Tero -- I will add some of your text below to both Section 3 and the Security

> > - The discussion of failure modes for the heuristics in section 3 is
> >   also incomplete: while it (correctly, I think) concludes that
> >   misclassifying traffic as ESP-NULL is no worse than a DoS attack
> >   which an attacker could have launched anyway, it does not discuss
> >   the other failure mode: what happens if a stream is misclassified as
> >   non-NULL ESP, thus (depending on policy) allowing it through without
> >   inspection, or dropping it on the floor?
> It does say that valid ESP-NULL stream cannot be misclassified as
> non-ESP-NULL stream.
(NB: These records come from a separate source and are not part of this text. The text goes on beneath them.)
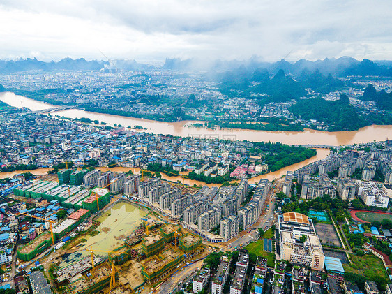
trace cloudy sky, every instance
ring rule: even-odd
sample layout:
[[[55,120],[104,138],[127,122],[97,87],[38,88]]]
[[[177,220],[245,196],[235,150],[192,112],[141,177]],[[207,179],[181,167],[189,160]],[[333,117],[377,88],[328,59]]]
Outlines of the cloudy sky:
[[[1,0],[0,59],[392,59],[391,0]]]

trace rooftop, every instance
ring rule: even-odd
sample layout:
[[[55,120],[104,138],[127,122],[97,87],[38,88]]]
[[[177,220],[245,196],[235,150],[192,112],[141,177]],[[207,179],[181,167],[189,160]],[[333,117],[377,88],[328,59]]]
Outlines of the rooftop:
[[[175,260],[181,255],[181,252],[169,248],[162,251],[158,257],[154,256],[145,260],[142,266],[144,267],[146,272],[154,272],[167,263]]]
[[[283,214],[283,221],[309,224],[309,219],[305,214],[298,212],[286,212]]]
[[[162,239],[162,236],[159,234],[149,234],[143,238],[143,242],[146,244],[146,245],[151,245],[151,244],[154,244],[155,242],[159,241],[160,239]]]
[[[188,234],[182,236],[181,240],[186,246],[190,246],[199,240],[200,237],[192,234]]]
[[[59,234],[75,223],[76,223],[76,220],[67,219],[60,224],[56,226],[55,228],[53,228],[53,233]]]
[[[345,273],[345,269],[340,259],[335,257],[325,256],[325,268],[334,272]]]
[[[85,210],[84,208],[79,209],[77,212],[75,212],[71,215],[68,216],[68,219],[79,219],[80,217],[83,216],[84,214],[89,212],[89,210]]]

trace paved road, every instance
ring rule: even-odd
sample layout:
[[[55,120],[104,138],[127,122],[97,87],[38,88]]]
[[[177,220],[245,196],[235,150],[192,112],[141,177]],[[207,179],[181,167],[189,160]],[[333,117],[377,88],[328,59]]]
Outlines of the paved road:
[[[154,293],[162,293],[162,294],[169,294],[173,290],[174,290],[177,286],[182,284],[182,281],[186,279],[192,275],[193,272],[196,271],[196,268],[202,266],[204,260],[199,260],[195,263],[193,263],[184,269],[182,269],[176,274],[170,277],[166,281],[165,281],[162,285],[159,286],[158,289],[156,289]]]
[[[257,239],[259,235],[259,228],[262,228],[265,230],[266,228],[270,227],[276,222],[276,219],[273,214],[275,193],[280,191],[282,186],[281,180],[278,180],[274,183],[266,199],[265,205],[266,206],[269,205],[269,207],[266,207],[266,210],[256,223],[251,226],[251,228],[255,228],[254,230],[249,228],[245,233],[240,234],[240,236],[234,238],[227,245],[227,249],[234,249],[236,247],[240,248],[246,246],[248,243],[250,243],[252,241],[255,241]],[[271,201],[272,203],[271,203]]]

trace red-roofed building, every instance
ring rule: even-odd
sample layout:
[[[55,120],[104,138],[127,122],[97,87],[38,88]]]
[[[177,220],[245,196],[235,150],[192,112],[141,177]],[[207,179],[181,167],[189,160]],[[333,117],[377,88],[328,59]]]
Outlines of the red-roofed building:
[[[369,243],[364,244],[363,247],[382,260],[384,266],[386,269],[387,272],[389,268],[392,268],[392,261],[391,261],[389,257],[386,254],[382,253],[379,250],[376,249]]]

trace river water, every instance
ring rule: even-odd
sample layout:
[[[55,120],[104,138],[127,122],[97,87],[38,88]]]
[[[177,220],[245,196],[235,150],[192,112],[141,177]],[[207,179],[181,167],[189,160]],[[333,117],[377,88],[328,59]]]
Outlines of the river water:
[[[43,102],[37,101],[13,93],[0,93],[0,100],[17,108],[27,107],[31,110],[41,110],[54,106]],[[21,103],[22,102],[22,103]],[[266,131],[255,130],[239,130],[218,128],[209,130],[190,126],[195,122],[179,122],[168,123],[120,117],[117,115],[89,112],[78,109],[71,109],[54,112],[52,115],[59,115],[72,119],[88,117],[91,120],[105,122],[109,124],[121,124],[123,126],[135,127],[136,125],[146,128],[146,131],[156,134],[170,134],[186,137],[218,138],[220,139],[247,140],[254,142],[280,142],[288,145],[310,144],[322,145],[346,145],[354,143],[371,142],[374,140],[385,140],[392,137],[392,126],[368,126],[358,131],[342,132],[324,132],[306,129],[303,132]]]
[[[328,156],[328,155],[329,154],[329,149],[322,149],[322,148],[317,148],[317,154],[312,158],[310,158],[308,159],[306,159],[304,161],[298,163],[295,163],[293,164],[292,166],[286,166],[285,168],[283,168],[279,170],[277,170],[276,172],[269,172],[265,175],[259,175],[255,177],[252,177],[251,179],[249,179],[249,183],[250,184],[253,184],[253,182],[258,182],[260,179],[267,179],[269,181],[272,181],[274,179],[278,179],[280,177],[281,177],[282,175],[286,175],[286,172],[289,170],[291,171],[294,171],[296,170],[298,170],[299,168],[302,168],[303,166],[305,166],[309,163],[322,160],[323,159],[325,159],[326,156]],[[100,170],[101,170],[102,171],[107,171],[107,170],[112,170],[114,172],[126,172],[128,170],[132,170],[132,172],[135,174],[135,175],[140,175],[140,169],[139,168],[123,168],[123,167],[114,167],[114,168],[110,168],[109,170],[107,169],[107,168],[105,168],[105,167],[100,167],[100,168],[99,168]],[[30,172],[33,175],[46,175],[46,173],[49,171],[51,170],[51,168],[38,168],[37,170],[20,170],[20,171],[15,171],[15,172],[0,172],[0,179],[4,179],[6,177],[12,177],[13,175],[17,175],[19,173],[22,173],[22,172]],[[186,175],[188,174],[188,172],[181,172],[181,175]],[[177,181],[181,181],[181,182],[183,182],[183,184],[186,184],[188,185],[192,185],[193,186],[193,184],[196,184],[197,186],[199,185],[206,185],[209,186],[220,186],[218,184],[205,184],[203,182],[199,182],[199,181],[194,181],[192,179],[183,179],[181,177],[169,177],[168,175],[164,174],[164,173],[161,173],[162,175],[162,178],[164,179],[167,179],[169,181],[172,181],[172,182],[177,182]],[[232,181],[232,182],[235,182],[235,181]]]

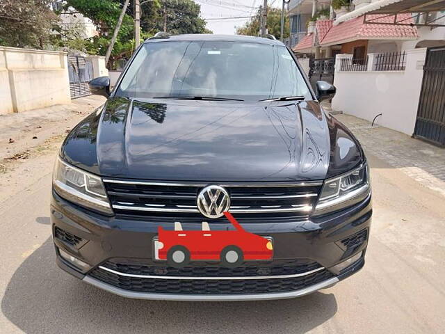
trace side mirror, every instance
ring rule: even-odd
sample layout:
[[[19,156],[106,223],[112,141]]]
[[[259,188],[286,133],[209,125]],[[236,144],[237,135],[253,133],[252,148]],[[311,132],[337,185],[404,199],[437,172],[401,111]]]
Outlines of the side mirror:
[[[320,102],[331,100],[335,95],[337,88],[329,82],[319,81],[316,84],[317,100]]]
[[[105,97],[110,96],[110,78],[108,77],[99,77],[88,83],[91,94],[102,95]]]

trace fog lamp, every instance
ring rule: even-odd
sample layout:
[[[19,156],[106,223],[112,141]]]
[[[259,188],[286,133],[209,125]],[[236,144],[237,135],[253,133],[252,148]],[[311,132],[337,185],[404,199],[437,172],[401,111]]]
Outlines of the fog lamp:
[[[272,250],[273,249],[273,246],[272,246],[272,243],[270,241],[267,241],[266,244],[266,248],[269,250]]]
[[[58,253],[60,255],[60,256],[63,258],[63,260],[65,260],[65,261],[67,261],[68,262],[71,263],[76,268],[79,268],[79,269],[81,269],[83,271],[86,271],[90,268],[91,268],[91,266],[90,266],[89,264],[87,264],[84,262],[81,261],[80,260],[68,254],[65,250],[62,250],[60,248],[58,249]]]
[[[348,258],[346,261],[343,261],[343,262],[340,262],[337,265],[334,266],[332,268],[332,271],[339,273],[345,268],[348,267],[351,264],[354,264],[355,262],[360,260],[360,258],[362,257],[362,252],[358,253],[355,254],[354,256]]]

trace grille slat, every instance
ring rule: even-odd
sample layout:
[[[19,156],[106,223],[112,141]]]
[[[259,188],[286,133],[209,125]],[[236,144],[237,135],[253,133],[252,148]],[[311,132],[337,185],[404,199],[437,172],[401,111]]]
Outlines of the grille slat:
[[[196,199],[206,184],[110,179],[104,181],[118,214],[203,218]],[[231,184],[223,186],[230,195],[230,212],[238,214],[237,218],[253,218],[254,214],[264,214],[269,215],[264,217],[268,218],[295,218],[309,216],[315,205],[321,182]]]

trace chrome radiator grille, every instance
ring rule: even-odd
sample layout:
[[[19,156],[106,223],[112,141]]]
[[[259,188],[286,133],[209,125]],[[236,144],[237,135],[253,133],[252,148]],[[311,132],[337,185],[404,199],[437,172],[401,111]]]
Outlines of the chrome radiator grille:
[[[199,191],[208,184],[104,180],[118,214],[155,217],[204,218],[197,206]],[[307,216],[315,205],[321,182],[227,184],[230,212],[237,217]]]

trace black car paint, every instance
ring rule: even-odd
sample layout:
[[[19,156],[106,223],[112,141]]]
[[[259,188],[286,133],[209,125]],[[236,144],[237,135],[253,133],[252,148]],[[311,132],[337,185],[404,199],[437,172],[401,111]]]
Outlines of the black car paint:
[[[187,40],[191,37],[174,38]],[[240,36],[197,38],[280,43]],[[111,92],[103,107],[70,133],[60,157],[101,176],[144,180],[291,182],[324,180],[350,170],[365,161],[359,143],[344,125],[325,113],[305,76],[305,80],[314,100],[134,100]],[[149,259],[150,241],[158,226],[172,228],[172,221],[106,216],[70,202],[54,190],[52,195],[53,228],[57,225],[89,240],[77,250],[55,238],[56,249],[63,249],[93,267],[112,257]],[[369,194],[341,212],[311,216],[303,221],[250,223],[243,227],[271,236],[275,259],[309,258],[329,269],[350,255],[339,246],[340,241],[369,230],[371,215]],[[186,223],[184,228],[200,229],[200,221]],[[356,253],[364,254],[366,246],[367,241]],[[86,273],[60,256],[57,262],[79,278]],[[364,264],[362,257],[337,277],[343,279]]]
[[[324,180],[363,159],[352,134],[316,101],[126,97],[109,98],[83,120],[61,154],[102,176],[207,182]]]

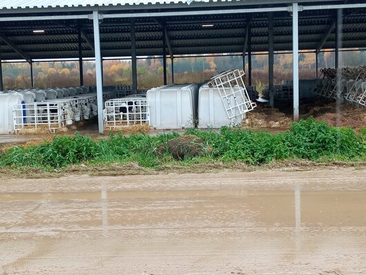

The only way for valid ESP-NULL stream to be
> classified as non-ESP-NULL is that the packet does not look valid
> ESP-NULL packet (i.e. for example has garbage in the ESP padding), but
> then it is not valid ESP-NULL packet anymore.

Actually, it's possible that using an authentication algorithm of which the
inspector is not aware can cause ESP-NULL to be misclassified.  Other than
that, we catch everything else.

> I.e. valid EPS-NULL packets cannot be misclassified, but of course
> attacker can easily send packets which cause those packets to be
> misclassified as encrypted ESP, but on the other hand attacker can
> most likely also use encrypted ESP instead (as is listed in the
> security considerations section) if encrypted ESP packets are to be
> allowed to that host.

Rob -- are you also worried about flow-poisoning?  If an attacker manages (by
chance?) to trick an inspecting node into considering a flow encrypted, and
then the inspecting node *caches* that flow as poison (a bad implementation
choice, to be sure, but possible given how much crap is out there), then
legitimate ESP-NULL packets could be dropped.

> All of those depends very much about what kind of the policy is used
> in the intermediate devices. If the policy says drop all packets which
> cannot be inspected, then attacker does not gain anything by getting
> flow misclassified.

The attacker gains denial-of-service, which may be all he/she wants.